By seeing our diversity, the president of the United States can avoid the headscarf conundrum. I’m glad he avoided hymens and it was good to hear Obama make clear to his Muslim audience that the U.S. government had gone to court to protect Muslim women’s right to wear headscarves. Surely it should be about choice.
So why not support choice for women everywhere, even in Muslim-majority countries? Here’s where it gets complicated and confusing. In Egypt, which played host to Obama’s speech, women have gone to court and lost in their fight for their right to wear headscarves as anchors on state-run television channels and as flight attendants on state-owned Egypt Air.
In Saudi Arabia, Obama’s first port of call during last week’s trip, girls and women have no choice but to cover up or suffer the cruelty of the morality police who in 2002 barred girls from fleeing their burning school building because they weren’t wearing headscarves. Fifteen girls burned to death.
In Muslim-majority Turkey — the first Muslim country Obama visited since taking office — women are barred from wearing headscarves on state-run university campuses and in government buildings.
When it comes to education, surely the most basic right for girls and women everywhere, again it’s complicated.
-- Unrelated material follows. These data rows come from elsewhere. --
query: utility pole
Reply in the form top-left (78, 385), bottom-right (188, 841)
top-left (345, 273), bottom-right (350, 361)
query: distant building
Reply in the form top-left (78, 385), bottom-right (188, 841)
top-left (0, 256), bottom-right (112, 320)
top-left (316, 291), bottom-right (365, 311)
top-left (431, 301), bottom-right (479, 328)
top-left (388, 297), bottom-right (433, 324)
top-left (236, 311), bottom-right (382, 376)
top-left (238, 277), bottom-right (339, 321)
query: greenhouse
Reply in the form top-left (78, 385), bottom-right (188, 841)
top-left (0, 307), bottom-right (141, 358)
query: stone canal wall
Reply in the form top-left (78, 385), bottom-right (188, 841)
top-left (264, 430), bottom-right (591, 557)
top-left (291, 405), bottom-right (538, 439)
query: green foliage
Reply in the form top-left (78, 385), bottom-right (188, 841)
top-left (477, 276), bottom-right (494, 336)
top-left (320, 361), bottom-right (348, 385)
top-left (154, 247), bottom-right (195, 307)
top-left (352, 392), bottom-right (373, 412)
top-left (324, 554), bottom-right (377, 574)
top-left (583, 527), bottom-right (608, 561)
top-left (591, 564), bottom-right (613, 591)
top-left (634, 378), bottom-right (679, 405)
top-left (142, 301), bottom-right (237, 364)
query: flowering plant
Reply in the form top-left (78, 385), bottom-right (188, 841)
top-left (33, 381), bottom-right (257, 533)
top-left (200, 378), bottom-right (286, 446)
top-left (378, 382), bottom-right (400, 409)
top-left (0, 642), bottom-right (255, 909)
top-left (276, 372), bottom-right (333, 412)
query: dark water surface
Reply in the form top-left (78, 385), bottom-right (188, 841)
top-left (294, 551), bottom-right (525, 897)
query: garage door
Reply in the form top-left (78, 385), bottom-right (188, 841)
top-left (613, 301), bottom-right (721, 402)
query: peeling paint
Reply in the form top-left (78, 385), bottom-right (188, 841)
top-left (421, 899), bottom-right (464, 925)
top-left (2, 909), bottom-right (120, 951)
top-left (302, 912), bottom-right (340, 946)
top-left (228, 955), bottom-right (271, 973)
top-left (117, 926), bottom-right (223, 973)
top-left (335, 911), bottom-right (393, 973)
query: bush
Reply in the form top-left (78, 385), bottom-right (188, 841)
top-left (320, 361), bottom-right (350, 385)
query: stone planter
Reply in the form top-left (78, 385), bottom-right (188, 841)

In Saudi Arabia — recognized as one of the worst violators of women’s rights — women outnumber men on university campuses and yet are treated like minors who need a male guardian’s permission to do the most basic things.
Afghanistan is the primary battleground for female education. How I wish Obama had paid homage to the brave girls and women of that country who risk life and limb to learn while the Taliban’s misogyny fights to imprison them at home. In May, 90 Afghan girls were hospitalized — with five slipping briefly into comas — after the Taliban staged the third poison gas attack in as many weeks on girls’ schools.
I wish Obama had promised those girls and women that he would not sacrifice their rights if the U.S. talks to the Taliban as has been suggested as a way to curb fighting in Afghanistan.
I wish Muslim women didn’t need their own part in the speech. Many wondered whether Obama would take the safe route and avoid women’s rights. But that would have given a free pass to the denial and defensiveness of too many Muslims about the abuse of girls and women committed in the name of our religion.
But I urge Obama to avoid a free pass to over simplified stereotypes. He’s too smart — and charming — for that.
Mona Eltahawy is a columnist and international public speaker on Arab and Muslim issues. This article was previously published in The Huffington Post and is reprinted here by permission of the author.